Oireachtas Joint and Select Committees

Tuesday, 18 June 2019

Joint Oireachtas Committee on Agriculture, Food and the Marine

Animal Welfare and the Control and Management of Horses: Discussion

Mr. Paddy Mahon:

I thank the Chairman for the invitation to appear. Our paper is taken to have been read but I will address some key points of it, hopefully not repeating what Mr. Blake has said. Local authorities are responsible for the control of horses under the 1996 Act and the Department of Agriculture, Food and the Marine is the primary agency for animal welfare under the 2013 Act. The number of horses seized over the past number of years is down but the number euthanised, while it has gone down, remains unacceptably high. Our experience in local authorities is that we deal with nuisance horses that pose danger to the public. They are generally in urban areas, on public lands and sometimes on semi-private lands. We hear on "AA Roadwatch" about loose horses on our roadways. We encounter them regularly in public spaces and on local authority housing estates. Generally, local authorities seize and impound the horses by contract. It is expensive and dangerous. Our response is generally reactive and firefighting. Most of the horses that are seized are not microchipped. The maximum subvention at present is €375 per horse if it is euthanised and €200 if it is rehomed. There is no subvention if the horse is reclaimed. The cost to the local authority would be between €500 and €1,000 per horse.

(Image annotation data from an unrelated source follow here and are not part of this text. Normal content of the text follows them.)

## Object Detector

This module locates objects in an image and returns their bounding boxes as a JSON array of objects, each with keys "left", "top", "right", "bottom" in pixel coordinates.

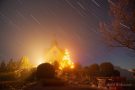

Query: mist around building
[{"left": 0, "top": 40, "right": 135, "bottom": 90}]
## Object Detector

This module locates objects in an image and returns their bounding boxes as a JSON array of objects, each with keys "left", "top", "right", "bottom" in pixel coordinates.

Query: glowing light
[
  {"left": 59, "top": 49, "right": 74, "bottom": 70},
  {"left": 35, "top": 58, "right": 45, "bottom": 67}
]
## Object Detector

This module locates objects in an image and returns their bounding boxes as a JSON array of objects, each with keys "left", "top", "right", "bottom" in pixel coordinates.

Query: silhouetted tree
[
  {"left": 7, "top": 59, "right": 16, "bottom": 71},
  {"left": 89, "top": 64, "right": 100, "bottom": 76},
  {"left": 36, "top": 63, "right": 55, "bottom": 79},
  {"left": 0, "top": 61, "right": 7, "bottom": 72},
  {"left": 100, "top": 0, "right": 135, "bottom": 51}
]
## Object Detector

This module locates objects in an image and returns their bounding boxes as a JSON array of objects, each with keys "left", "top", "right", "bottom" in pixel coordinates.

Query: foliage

Equine welfare is the main subject of concern to the committee and we feel that it is inextricably linked to the control of horses. We have a number of proposals for improvement in our submission. We should try to deal with the causes rather than the symptoms of the problem. We believe there should be vigorous enforcement, hopefully involving a multi-agency response or a task force for each county or region, which has worked in other areas in our experience, comprising local authorities, the Department, the Garda, and other relevant agencies, targeting specific areas of concern. We believe there should be greater recourse to local by-laws, especially in the designation of exclusion zones. The review of the Control of Horses Act needs to be prioritised. We believe that the potential for a service-level agreement between local authorities and the Department of Agriculture, Food and the Marine would be beneficial. We believe that one is in place between the Department and ISPCA, and between the Department and us in other areas. We successfully operate service level agreements in partnership with other agencies and Departments to achieve common goals and shared visions.